It must be possible to do, since an OpenOffice file is just a set of XML files,
zipped into one. I did the opposite thing: create one XML file from the Zip
file, in order to publish them through Cocoon. I used Perl. Here's my script.
This doesn't do what you want it to do, but hey, it's Open Source, right.
#!/usr/bin/perl
# Written by Yves Vindevogel - [EMAIL PROTECTED]
# 14-Nov-2002
# This file opens a OpenOffice document (which is a zip file)
# and exports all the files in the document to XML
#
# Usage: oo2xml inputfile outputfile
# Check if the input file exists
unless (-e @ARGV[0])
{ die "oo2xml error: Could not find input file\n" ;
} ;
# Run system command to unzip the file into a temp xml file
# unzip -p opens the zip file and puts the content in the pipe
# Since the content of an OpenOffice file is plain XML,
# all the files in the OO file are put into the pipe.
# The pipe is then flushed into a file, thus the xml file
# contains all the content, in XML.
# This is not a new valid XML file !!
# On the temp xml file, some modifications must be done.
system "unzip -p @ARGV[0] > /tmp/tmp.xml"
|| die "oo2xml error: Could not unzip the input file\n";
# Open the temp xml file
open (tmp, "/tmp/tmp.xml")
|| die "oo2xml error: Could not open temp file\n" ;
# Open second temp file to split the tags
# When the tags are not split, and an <!tag> comes second,
# the complete line is neglected, resulting in bugs
# Therefore, in a first pass, the tags rewritten to a seperate line
open (tmp2, "> /tmp/tmp2.xml")
|| die "002xml error: Could not open temp split file\n" ;
# Loop through lines and split by entering a \n between the > and <
while ($line = <tmp>)
{
$line =~ s/></>\n</g ;
print tmp2 $line ;
} ;
# Close them
close tmp2 ;
close tmp ;
# Open the filtered input file
open (tmp, "/tmp/tmp2.xml")
|| die "oo2xml error: Could not open split file\n" ;
# Open the output file
open (xml, "> @ARGV[1]")
|| die "oo2xml error: Could not open output file\n" ;
# Print the office:document tag
# The complete document needs to be enclosed by one root element
# The root element will thus be <office:document>
print xml "<?xml version=\x221.0\x22 encoding=\x22UTF-8\x22?>\n" ; # \x22 = "

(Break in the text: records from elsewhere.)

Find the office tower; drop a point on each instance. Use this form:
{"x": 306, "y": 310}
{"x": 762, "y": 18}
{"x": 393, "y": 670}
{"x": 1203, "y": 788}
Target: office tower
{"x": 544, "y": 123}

print xml "<office:document " ;
print xml "xmlns:office=\x22http://openoffice.org/2000/office\x22 " ;
print xml "xmlns:style=\x22http://openoffice.org/2000/style\x22 " ;
print xml "xmlns:text=\x22http://openoffice.org/2000/text\x22 " ;
print xml "xmlns:table=\x22http://openoffice.org/2000/table\x22 " ;
print xml "xmlns:draw=\x22http://openoffice.org/2000/drawing\x22 " ;
print xml "xmlns:fo=\x22http://www.w3.org/1999/XSL/Format\x22 " ;
print xml "xmlns:xlink=\x22http://www.w3.org/1999/xlink\x22 " ;
print xml "xmlns:number=\x22http://openoffice.org/2000/datastyle\x22 " ;
print xml "xmlns:svg=\x22http://www.w3.org/2000/svg\x22 " ;
print xml "xmlns:chart=\x22http://openoffice.org/2000/chart\x22 " ;
print xml "xmlns:dr3d=\x22http://openoffice.org/2000/dr3d\x22 " ;
print xml "xmlns:math=\x22http://www.w3.org/1998/Math/MathML\x22 " ;
print xml "xmlns:form=\x22http://openoffice.org/2000/form\x22 " ;
print xml "xmlns:script=\x22http://openoffice.org/2000/script\x22 " ;
print xml "xmlns:config=\x22http://openoffice.org/2001/config\x22 " ;
print xml "xmlns:meta=\x22http://openoffice.org/2000/meta\x22 " ;
print xml "xmlns:manifest=\x22http://openoffice.org/2001/manifest\x22 " ;
print xml "xmlns:dc=\x22http://purl.org/dc/elements/1.1/\x22 " ;
print xml ">\n" ;
# Loop through the lines in the temp XML file
# Lines with DOCTYPE descriptions and version info is omitted
while ($line = <tmp>)
{
# temp var to see if we need to write the line
$ok = 1 ;
# Two reasons not to write the line: procession instructions and
doctypes
if ($line =~ /<\x3F/) { $ok = 0; } ; # \x3F = ?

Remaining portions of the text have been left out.